CONTACT YOUR CONGRESSMAN AND REQUEST HE OPPOSE THE BIGGS AMENDMENT #129






OPPOSE the Biggs Amendment #129 to Cut the Land and Water Conservation Fund

  • Biggs’ amendment #129 is an attack on the Land and Water Conservation Fund, America’s most important conservation and recreation program. It presents a false choice between key investments in our public lands, which have long been underfunded by shortchanging both LWCF and the parks maintenance budget.   This misguided amendment would rob Peter to pay Paul, defunding key Bureau of Land Management conservation priorities to address just a tiny fraction of deferred parks maintenance needs.  That is an unacceptable trade-off.
  • In addition to National Parks, forests, trails, wildlife refuges, and historic sites, LWCF protects working landscapes and state and local parks, so that Americans can hunt, fish, camp, paddle, climb and otherwise recreate close to home or far afield, from backyards to the backcountry. This program has a 53-year track record of success touching every state (indeed nearly every county) and fuels the $887 billion outdoor recreation economy, which supports 7.6 million homegrown, non-exportable American jobs.
  • LWCF has broad bipartisan support. More than 200 Members signed a letter supporting strong appropriations for LWCF in FY19, and 230 are now cosponsors of legislation to make this critical program permanent.  HR 6147 already cuts LWCF by 15% from the enacted level, meaning that now-or-never projects all over the country will be left behind, new access to public lands denied, and special places lost forever.  Additional cuts would add insult to injury, and would further frustrate already-underfunded sportsmen’s access and other needs.

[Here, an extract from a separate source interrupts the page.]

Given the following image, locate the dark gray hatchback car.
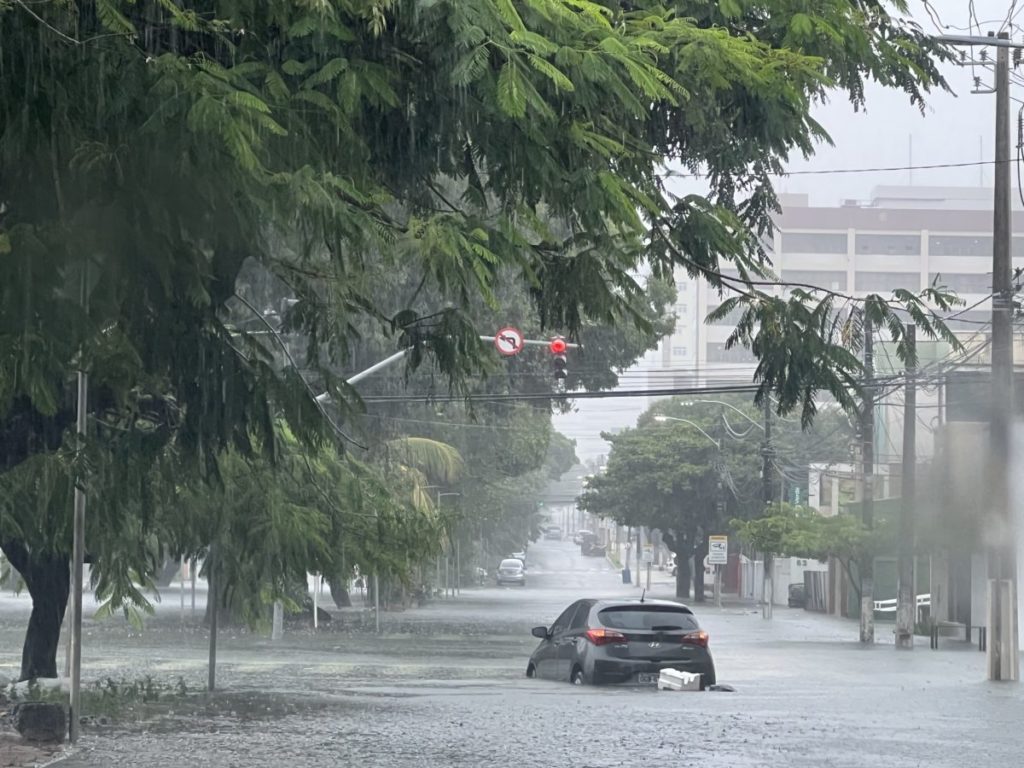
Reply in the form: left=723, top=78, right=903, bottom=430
left=526, top=598, right=715, bottom=688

  • The maintenance backlog at our national parks is a serious problem that needs attention, but this amendment presents a false choice that should be rejected. Any marginal increase in maintenance spending should absolutely NOT come at the expense of hunting and fishing access and other community needs.
  • Sportsmen, recreationists, outdoor business owners, ranchers, conservationists, land trusts working in their local communities, and indeed advocates for our National Parks all agree—these issues are two sides of the same coin, and cannot be pitted against each other. Now-or-never conservation and recreation access priorities, faced with imminent sale and development, cannot be put on hold or traded away.
  • The unwarranted reduction in LWCF funding proposed by the amendment ignores the value of inholding acquisition to solving ongoing management problems. Nearly all LWCF-acquired lands are inholdings amid other federal lands, where consolidated ownership improves management efficiency without raising operating costs.  These acquisitions often reduce management costs (including wild land-urban interface firefighting costs that have been exponentially growing), resolve conflicts, and help communities address ongoing management issues such as invasive species, wildfire, etc.
  • LWCF is the only source of funding to protect the key missing pieces of our public land puzzle from being sold off. This applies as strongly to BLM-administered National Recreation Areas, National Scenic and Historic Trails, National Conservation Areas, and National Monuments as it does to NPS-administered National Parks. It makes no sense to invest in maintaining our public lands at the expense of losing pieces within them. 
  • This amendment is a tired replay of the same attack on LWCF led by ideological opponents of federal land, who are using the sentimental attachment of Americans to the National Parks as a wedge to prevent any further conservation of places we all love, use and enjoy. A majority of this House is already on record rejecting reductions in funding for this critical, bedrock conservation law. The Biggs amendment proposes to do just that despite the already-expressed will of the House , and so the amendment must be forcefully rejected.